Metadata-Version: 2.4
Name: pytater
Version: 0.1.0
Summary: Offline speech to text using VOSK. Based on nerd-dictation.
Author-email: Campbell Barton <ideasman42@gmail.com>, Paul Hartman <contact@paulhartman.dev>
Maintainer-email: Paul Hartman <contact@paulhartman.dev>
License-Expression: GPL-2.0-or-later
Project-URL: Homepage, https://github.com/paul-c-hartman/pytater
Project-URL: Repository, https://github.com/paul-c-hartman/pytater
Project-URL: Issues, https://github.com/paul-c-hartman/pytater/issues
Keywords: voice,dictation,vosk,speech-to-text,speech,text
Classifier: Operating System :: POSIX :: Linux
Classifier: Programming Language :: Python :: 3
Classifier: Topic :: Adaptive Technologies
Classifier: Topic :: Multimedia :: Sound/Audio :: Conversion
Classifier: Topic :: Multimedia :: Sound/Audio :: Speech
Requires-Python: >=3.6.2
Description-Content-Type: text/markdown
License-File: LICENSE
Requires-Dist: platformdirs>=2.4.0
Requires-Dist: vosk>=0.3.45
Dynamic: license-file

# Pytater

*Offline Speech to Text for Linux.*

> [!IMPORTANT]
> This project is a fork of [ideasman42's Nerd Dictation](https://github.com/ideasman42/nerd-dictation)--where the original is a script meant for easy hacking, this is a full-fledged Python package, meant to provide vastly simpler setup and a Python API on top of the original CLI.

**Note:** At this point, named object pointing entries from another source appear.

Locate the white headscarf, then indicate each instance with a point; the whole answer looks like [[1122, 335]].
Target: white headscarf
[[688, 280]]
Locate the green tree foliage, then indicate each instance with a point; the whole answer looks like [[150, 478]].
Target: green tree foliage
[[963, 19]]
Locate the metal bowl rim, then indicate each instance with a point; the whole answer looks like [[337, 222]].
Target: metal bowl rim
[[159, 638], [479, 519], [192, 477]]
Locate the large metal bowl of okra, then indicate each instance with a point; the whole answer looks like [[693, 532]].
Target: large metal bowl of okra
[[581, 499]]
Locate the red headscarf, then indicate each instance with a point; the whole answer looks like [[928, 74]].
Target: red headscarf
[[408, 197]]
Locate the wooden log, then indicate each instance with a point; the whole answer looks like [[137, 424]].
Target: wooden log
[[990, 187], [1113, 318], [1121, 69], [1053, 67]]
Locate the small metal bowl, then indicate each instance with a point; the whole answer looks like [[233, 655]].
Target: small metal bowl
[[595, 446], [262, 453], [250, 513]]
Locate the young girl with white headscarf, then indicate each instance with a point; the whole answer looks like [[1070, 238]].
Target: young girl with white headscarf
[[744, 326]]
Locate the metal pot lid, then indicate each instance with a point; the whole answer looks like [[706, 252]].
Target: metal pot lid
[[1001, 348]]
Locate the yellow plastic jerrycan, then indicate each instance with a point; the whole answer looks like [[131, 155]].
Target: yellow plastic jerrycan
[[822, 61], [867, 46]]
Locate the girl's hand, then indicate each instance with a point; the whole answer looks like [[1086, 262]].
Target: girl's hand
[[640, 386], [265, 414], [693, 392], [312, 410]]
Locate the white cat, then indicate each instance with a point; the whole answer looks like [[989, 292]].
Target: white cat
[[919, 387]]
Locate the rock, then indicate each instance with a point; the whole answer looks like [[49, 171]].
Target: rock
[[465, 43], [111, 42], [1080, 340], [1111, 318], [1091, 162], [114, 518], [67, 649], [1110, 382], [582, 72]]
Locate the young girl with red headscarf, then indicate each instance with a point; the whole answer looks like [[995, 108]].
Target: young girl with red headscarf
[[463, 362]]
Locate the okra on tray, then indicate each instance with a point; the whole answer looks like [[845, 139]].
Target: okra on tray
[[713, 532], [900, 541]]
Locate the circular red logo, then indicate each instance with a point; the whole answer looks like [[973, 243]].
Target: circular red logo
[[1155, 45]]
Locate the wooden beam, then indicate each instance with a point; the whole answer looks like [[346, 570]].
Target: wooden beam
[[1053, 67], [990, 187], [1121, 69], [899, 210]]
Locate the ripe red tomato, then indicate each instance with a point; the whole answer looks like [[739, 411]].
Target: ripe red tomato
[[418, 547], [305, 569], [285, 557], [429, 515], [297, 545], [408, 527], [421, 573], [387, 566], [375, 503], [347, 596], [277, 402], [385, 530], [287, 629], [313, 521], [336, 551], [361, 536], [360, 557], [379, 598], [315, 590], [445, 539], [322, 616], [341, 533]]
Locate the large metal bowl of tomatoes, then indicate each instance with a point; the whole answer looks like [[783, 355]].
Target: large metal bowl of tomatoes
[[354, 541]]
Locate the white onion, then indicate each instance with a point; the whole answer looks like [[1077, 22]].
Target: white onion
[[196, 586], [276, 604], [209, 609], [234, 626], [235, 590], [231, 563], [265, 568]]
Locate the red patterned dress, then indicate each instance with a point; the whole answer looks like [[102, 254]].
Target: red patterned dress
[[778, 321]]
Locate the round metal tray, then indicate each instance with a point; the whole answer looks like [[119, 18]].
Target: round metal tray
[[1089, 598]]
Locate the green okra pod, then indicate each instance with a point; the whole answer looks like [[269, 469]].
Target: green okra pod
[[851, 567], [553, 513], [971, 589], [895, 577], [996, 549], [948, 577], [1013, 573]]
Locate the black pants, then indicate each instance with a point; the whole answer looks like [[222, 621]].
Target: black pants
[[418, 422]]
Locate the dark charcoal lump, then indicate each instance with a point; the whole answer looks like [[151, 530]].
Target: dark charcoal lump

See [demo video](https://www.youtube.com/watch?v=T7sR-4DFhpQ) (from ideasman42).

This is a utility that provides simple access speech to text for using in Linux
without being tied to a desktop environment, using the excellent [VOSK-API](https://github.com/alphacep/vosk-api).

_**Simple to set up**_  
   &nbsp;&nbsp;&nbsp;Pytater can be installed with a single command ~~from PyPi~~ (coming soon).  
_**Configurable**_  
   &nbsp;&nbsp;&nbsp;Configure pytater using config files, environment variables, or the Python API (partially complete).  
_**Zero Overhead**_  
   &nbsp;&nbsp;&nbsp;As pytater is activated manually, there are no background processes.

## Usage

It is suggested to bind begin/end/cancel to shortcut keys.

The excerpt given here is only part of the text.